Day 21: Flores, Guatemala
In general I’m not a fan of tour guides and I was wary of Tikal tours. I’m not a history or archeological buff and I usually get everything I need to know beforehand and with on-site signage.
To be completely honest I usually forget most of the information by the time the sun has set.
In Central America I’m far more wary as there’s so much uncertainty about the Mayans, most often the “facts” are educated guesses and I’ve heard some wild guesses listening in on other tours.
So I wasn’t happy to hear that unlike other sites, Tikal allowed tours in first and the public bus afterwards. Rather than pout that life wasn’t fair I jumped on a friend’s offer to book me with his tour the next morning.
It was the right decision.
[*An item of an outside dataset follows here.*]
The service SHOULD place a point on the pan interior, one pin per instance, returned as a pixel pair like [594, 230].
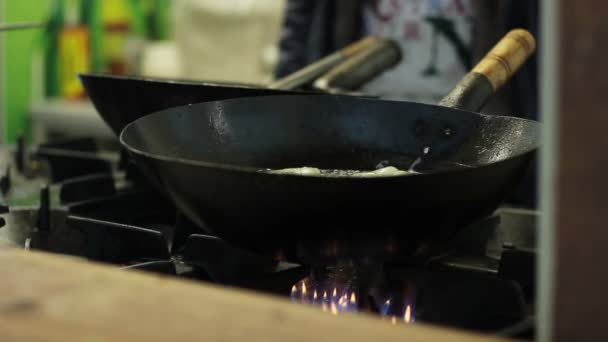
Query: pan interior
[328, 132]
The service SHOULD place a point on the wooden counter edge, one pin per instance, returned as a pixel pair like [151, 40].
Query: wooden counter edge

Luis, our guide, is only 33 but has an amazing story. His father was a bushman and he grew up in the area. He was passionate about ecological issues and wanted to share the rainforest with us, which meant showing us every creature he could call into an open space.
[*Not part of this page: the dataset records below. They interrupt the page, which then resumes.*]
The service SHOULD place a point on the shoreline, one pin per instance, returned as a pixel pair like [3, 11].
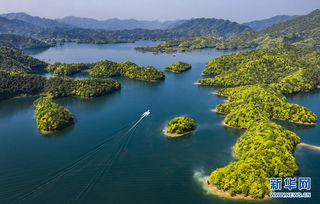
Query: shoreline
[220, 94]
[301, 144]
[219, 192]
[175, 134]
[292, 121]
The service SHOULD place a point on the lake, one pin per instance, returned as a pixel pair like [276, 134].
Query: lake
[100, 160]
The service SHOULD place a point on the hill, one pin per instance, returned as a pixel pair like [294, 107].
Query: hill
[35, 20]
[117, 24]
[302, 31]
[209, 27]
[17, 27]
[21, 42]
[16, 61]
[261, 24]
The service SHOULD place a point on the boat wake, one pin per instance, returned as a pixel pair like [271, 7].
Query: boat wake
[107, 163]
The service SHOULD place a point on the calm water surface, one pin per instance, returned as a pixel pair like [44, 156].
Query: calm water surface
[142, 166]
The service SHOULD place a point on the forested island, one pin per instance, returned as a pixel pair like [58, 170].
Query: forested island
[21, 42]
[179, 126]
[20, 75]
[16, 61]
[178, 67]
[126, 69]
[286, 68]
[51, 31]
[50, 116]
[257, 82]
[301, 31]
Interestingly, he also worked on Survivor Guatemala and is apparently featured in episode 25 – for Survivor fans he says about 60% of the drama is real – which is far more than I had suspected.
Within the first 15 minutes Luis shows us few very large rodents (bigger than some dogs), entices a wild turkey to do its mating call and calls a crocodile to the water’s edge for photos. We hadn’t even entered the main site before he picked up a tarantula and held it next to anyone’s face that was brave enough.
The Tikal tours was delightfully light on dates and “facts” and more about the excavation of the site and plans to preserve the area. He explained the Mayan calendar and how we really weren’t going to die in 2012, we would just start a new calendar cycle.
As he noticed the group beginning to fade after a couple of hours he arranged for someone to come sell us fruit flavoured ice at the bargain price of one quetzale (12 cents) and recommended the tamarindo flavour.
Best of all, when my irrational fear of heights prevented me from climbing the steep ruins, he didn’t say a peep. I left feeling like people who hadn’t had a tour really missed out on something special. I think sometimes when people are planning a Central America itinerary they skip out on tours but really thing is something you should do.
If you’re heading to Tikal you may also want to check out the Yaxha ruins, which are about 70km from Flores.